Last year, IBM announced a major milestone in conversational speech recognition: a system that achieved a 6.9 percent word error rate. Since then, they have continued to push the boundaries of speech recognition, and have now reached a new industry record of 5.5 percent.

This was measured on a very difficult speech recognition task: recorded conversations between humans discussing day-to-day topics like “buying a car.” This recorded corpus, known as the “SWITCHBOARD” corpus, has been used for over two decades to benchmark speech recognition systems.

To reach this 5.5 percent breakthrough, IBM researchers focused on extending the application of deep learning technologies. They combined LSTM (Long Short Term Memory) and WaveNet language models with three strong acoustic models. Within the acoustic models used, the first two were six-layer bidirectional LSTMs. One of these has multiple feature inputs, while the other is trained with speaker-adversarial multi-task learning. The unique thing about the last model is that it not only learns from positive examples but also takes advantage of negative examples – so it gets smarter as it goes and performs better where similar speech patterns are repeated.

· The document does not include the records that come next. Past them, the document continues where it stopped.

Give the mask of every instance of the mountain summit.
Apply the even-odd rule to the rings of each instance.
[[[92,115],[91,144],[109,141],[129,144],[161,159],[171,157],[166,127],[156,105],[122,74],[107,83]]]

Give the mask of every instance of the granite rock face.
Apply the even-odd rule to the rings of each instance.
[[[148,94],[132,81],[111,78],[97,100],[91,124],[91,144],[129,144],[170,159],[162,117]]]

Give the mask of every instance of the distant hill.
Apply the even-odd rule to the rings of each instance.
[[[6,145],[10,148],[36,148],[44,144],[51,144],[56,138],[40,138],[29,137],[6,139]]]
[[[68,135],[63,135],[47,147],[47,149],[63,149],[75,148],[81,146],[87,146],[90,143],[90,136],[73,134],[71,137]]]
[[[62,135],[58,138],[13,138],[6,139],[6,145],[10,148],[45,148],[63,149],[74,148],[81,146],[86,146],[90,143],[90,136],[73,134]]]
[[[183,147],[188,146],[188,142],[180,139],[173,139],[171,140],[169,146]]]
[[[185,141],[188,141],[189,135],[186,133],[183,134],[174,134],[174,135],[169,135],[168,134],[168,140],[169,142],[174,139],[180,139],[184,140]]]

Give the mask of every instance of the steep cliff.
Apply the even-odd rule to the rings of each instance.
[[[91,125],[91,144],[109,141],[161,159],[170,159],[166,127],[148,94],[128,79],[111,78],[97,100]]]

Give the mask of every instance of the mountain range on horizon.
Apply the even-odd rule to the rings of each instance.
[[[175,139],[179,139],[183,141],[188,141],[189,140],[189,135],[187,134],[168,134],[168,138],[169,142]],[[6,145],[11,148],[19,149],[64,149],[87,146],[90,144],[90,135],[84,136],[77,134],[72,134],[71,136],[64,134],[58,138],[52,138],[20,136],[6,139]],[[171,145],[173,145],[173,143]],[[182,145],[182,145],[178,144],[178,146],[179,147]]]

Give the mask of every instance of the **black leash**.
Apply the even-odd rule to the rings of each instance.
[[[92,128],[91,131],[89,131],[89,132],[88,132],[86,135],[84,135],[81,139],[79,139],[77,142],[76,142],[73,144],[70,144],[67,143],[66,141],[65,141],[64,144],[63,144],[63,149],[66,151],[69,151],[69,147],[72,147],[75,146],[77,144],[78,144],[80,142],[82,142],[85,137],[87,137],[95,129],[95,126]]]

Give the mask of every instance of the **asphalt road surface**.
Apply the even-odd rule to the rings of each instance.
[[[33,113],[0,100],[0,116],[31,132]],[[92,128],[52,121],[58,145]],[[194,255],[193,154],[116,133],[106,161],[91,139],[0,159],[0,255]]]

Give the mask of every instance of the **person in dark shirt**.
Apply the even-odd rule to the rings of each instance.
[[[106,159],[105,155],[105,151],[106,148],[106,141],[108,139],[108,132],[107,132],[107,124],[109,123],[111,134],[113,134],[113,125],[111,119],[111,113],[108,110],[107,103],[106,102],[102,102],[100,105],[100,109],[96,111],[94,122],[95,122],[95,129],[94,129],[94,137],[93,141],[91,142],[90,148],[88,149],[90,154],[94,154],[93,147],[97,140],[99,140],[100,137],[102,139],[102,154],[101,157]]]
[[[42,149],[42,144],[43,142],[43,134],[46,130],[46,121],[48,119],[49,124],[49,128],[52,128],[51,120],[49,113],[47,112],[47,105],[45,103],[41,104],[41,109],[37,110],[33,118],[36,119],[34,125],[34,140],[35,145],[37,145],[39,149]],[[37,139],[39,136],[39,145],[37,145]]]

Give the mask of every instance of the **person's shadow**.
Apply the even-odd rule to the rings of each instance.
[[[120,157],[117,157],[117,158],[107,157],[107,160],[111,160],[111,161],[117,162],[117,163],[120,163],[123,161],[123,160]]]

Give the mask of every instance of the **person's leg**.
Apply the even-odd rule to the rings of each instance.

Reaching human parity – meaning an error rate on par with that of two humans speaking – has long been the ultimate industry goal. Others in the industry are chasing this milestone alongside IBM, and some have recently claimed reaching 5.9 percent as equivalent to human parity. However, as part of the process in reaching the milestone of 5.5 percent, it was determined that human parity is actually lower than what anyone has yet achieved — 5.1 percent.